Quando Maria ha ringraziato tutti quelli che danno un contributo affinché questo programma continui a esistere e a mostrare intatta tutta la sua efficacia, dietro le quinte ho visto occhi lucidi, abbracci, sorrisi. Ho visto una comunità di persone che condividono gran parte del loro tempo e che hanno uno scopo comune: tenere in piedi un sogno e provare a farlo vivere a ragazzi meravigliosi, complessi, fragili, appassionati, talentuosi.
Ripeto: chi non lo ha vissuto non può capirlo. E chi lo ha vissuto ma ne ha colto solo il lato faticoso e stressante, non lo ha capito. Fosse solo lavoro, Amici sarebbe un’impresa titanica che difficilmente si può portare a termine con tutte le ossa integre. Ma non è e non può essere solo lavoro. È l’intera gamma dei sentimenti umani che si alternano per sei mesi senza soluzione di continuità. È arrabbiature feroci, errori, fatica, mal di testa, lacrime, silenzio, caos, empatia e insofferenza. Ma soprattutto è un lavoro di squadra. Quel grazie di Maria, dunque, soprattutto in un anno del genere, assume un significato particolare. Non è un gesto dovuto alla fine di un programma televisivo. In quel grazie c’era il racconto di una grande famiglia che ci ha messo tutto quello che ci poteva mettere e spesso anche di più.
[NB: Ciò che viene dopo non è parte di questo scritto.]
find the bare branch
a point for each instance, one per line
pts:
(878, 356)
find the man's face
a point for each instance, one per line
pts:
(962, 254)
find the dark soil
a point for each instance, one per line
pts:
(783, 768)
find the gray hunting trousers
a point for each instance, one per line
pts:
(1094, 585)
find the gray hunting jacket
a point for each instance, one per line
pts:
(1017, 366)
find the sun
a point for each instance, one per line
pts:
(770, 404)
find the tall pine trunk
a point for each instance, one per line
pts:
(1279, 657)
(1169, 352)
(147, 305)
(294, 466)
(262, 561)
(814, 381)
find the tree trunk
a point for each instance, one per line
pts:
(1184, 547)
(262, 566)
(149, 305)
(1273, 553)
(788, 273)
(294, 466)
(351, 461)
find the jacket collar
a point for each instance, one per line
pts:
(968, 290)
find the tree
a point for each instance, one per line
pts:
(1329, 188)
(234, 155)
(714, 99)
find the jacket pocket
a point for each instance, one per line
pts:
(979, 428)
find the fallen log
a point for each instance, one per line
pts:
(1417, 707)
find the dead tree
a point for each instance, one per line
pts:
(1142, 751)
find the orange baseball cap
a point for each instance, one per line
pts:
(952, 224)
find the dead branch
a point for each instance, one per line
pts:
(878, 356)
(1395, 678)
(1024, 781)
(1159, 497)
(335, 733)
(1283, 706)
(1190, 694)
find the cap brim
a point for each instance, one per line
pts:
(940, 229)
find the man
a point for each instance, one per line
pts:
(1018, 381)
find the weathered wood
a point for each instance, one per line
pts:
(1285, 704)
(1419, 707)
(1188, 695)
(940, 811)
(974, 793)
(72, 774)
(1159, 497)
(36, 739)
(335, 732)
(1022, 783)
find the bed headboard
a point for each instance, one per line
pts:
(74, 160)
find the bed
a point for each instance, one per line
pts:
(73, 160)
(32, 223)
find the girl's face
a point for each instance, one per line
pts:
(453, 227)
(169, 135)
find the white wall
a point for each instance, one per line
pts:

Il privilegio di far parte di un gruppo del genere riesce a far dimenticare persino le incazzature, i momenti in cui pensi di non farcela e vorresti mollare tutto, la fatica, la stanchezza, i mal di testa, le lacrime. Quest’anno ho vissuto il mio anno migliore dal punto di vista professionale. Gran parte del marito è dei miei compagni d’avventura. Abbiamo lavorato in squadra, facendoci forza l’un l’altro. Quando uno di noi inciampava, gli altri erano lì, pronti a sorreggerlo e rimetterlo in corsa. E se a guidare la corsa è un cavallo di razza come quello che guida Amici, credetemi che non è sempre facilissimo stare al passo.
“Se sai fare Amici, puoi fare qualsiasi cosa”. Me lo hanno ripetuto tante volte, quando sono arrivato ormai 4 anni fa. Io non so se so fare Amici. Quello che so è che farlo è una delle esperienze più incredibili che uno che fa il mio mestiere può vivere. Nonostante la fatica, nonostante la tensione, nonostante tutto. Viva Amici!